28.24 Backwards elimination via step() and AIC
The syntax below shows how to do a backwards elimination. This also results in including a non-significant variable. However this has higher adjusted R-square.
Start: AIC=372.48
Sun ~ Lat + Long + MnJanTemp + MnJlyTemp + Rain + Height + Sea +
NorthIsland
Df Sum of Sq RSS AIC
- Lat 1 760 680941 370.52
- MnJlyTemp 1 9027 689208 370.95
- Height 1 21370 701551 371.59
<none> 680181 372.48
- NorthIsland 1 47272 727453 372.90
- MnJanTemp 1 62239 742420 373.63
- Rain 1 79398 759579 374.45
- Long 1 104127 784308 375.61
- Sea 1 112082 792263 375.97
Step: AIC=370.52
Sun ~ Long + MnJanTemp + MnJlyTemp + Rain + Height + Sea + NorthIsland
Df Sum of Sq RSS AIC
- MnJlyTemp 1 8381 689322 368.96
<none> 680941 370.52
- Height 1 39668 720609 370.56
- NorthIsland 1 48846 729788 371.01
- Rain 1 86487 767428 372.82
- Long 1 104518 785460 373.66
- Sea 1 114410 795351 374.11
- MnJanTemp 1 147165 828106 375.56
Step: AIC=368.96
Sun ~ Long + MnJanTemp + Rain + Height + Sea + NorthIsland
Df Sum of Sq RSS AIC
<none> 689322 368.96
- Height 1 76044 765366 370.73
- Long 1 98319 787641 371.76
- NorthIsland 1 107455 796777 372.17
- Sea 1 125566 814888 372.98
- MnJanTemp 1 140484 829807 373.64
- Rain 1 142964 832286 373.74
28.25
Call:
lm(formula = Sun ~ Long + MnJanTemp + Rain + Height + Sea + NorthIsland,
data = climate)
Residuals:
Min 1Q Median 3Q Max
-245.527 -94.201 -9.587 98.988 253.293
Coefficients:
Estimate Std.
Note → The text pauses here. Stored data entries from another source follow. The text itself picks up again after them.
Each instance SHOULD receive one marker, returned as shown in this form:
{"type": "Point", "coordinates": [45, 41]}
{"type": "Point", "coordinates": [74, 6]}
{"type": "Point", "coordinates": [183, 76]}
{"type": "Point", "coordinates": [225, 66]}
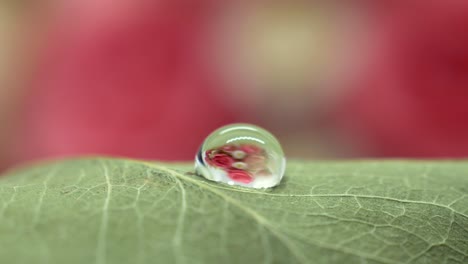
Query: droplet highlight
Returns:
{"type": "Point", "coordinates": [241, 154]}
Error t value Pr(>|t|)
(Intercept) -5.743e+03 3.114e+03 -1.844 0.0754 .
Long 3.808e+01 1.872e+01 2.034 0.0512 .
MnJanTemp 7.138e+01 2.936e+01 2.431 0.0215 *
Rain -9.205e-02 3.753e-02 -2.452 0.0204 *
Height 3.527e-01 1.972e-01 1.789 0.0841 .
Sea 1.740e+02 7.571e+01 2.298 0.0289 *
NorthIsland -2.188e+02 1.029e+02 -2.126 0.0421 *
---
Signif. codes: 0 '***' 0.001 '**' 0.01 '*' 0.05 '.' 0.1 ' ' 1
Residual standard error: 154.2 on 29 degrees of freedom
Multiple R-squared: 0.5788, Adjusted R-squared: 0.4916
F-statistic: 6.641 on 6 and 29 DF, p-value: 0.0001691
Question: Which of these models is preferred?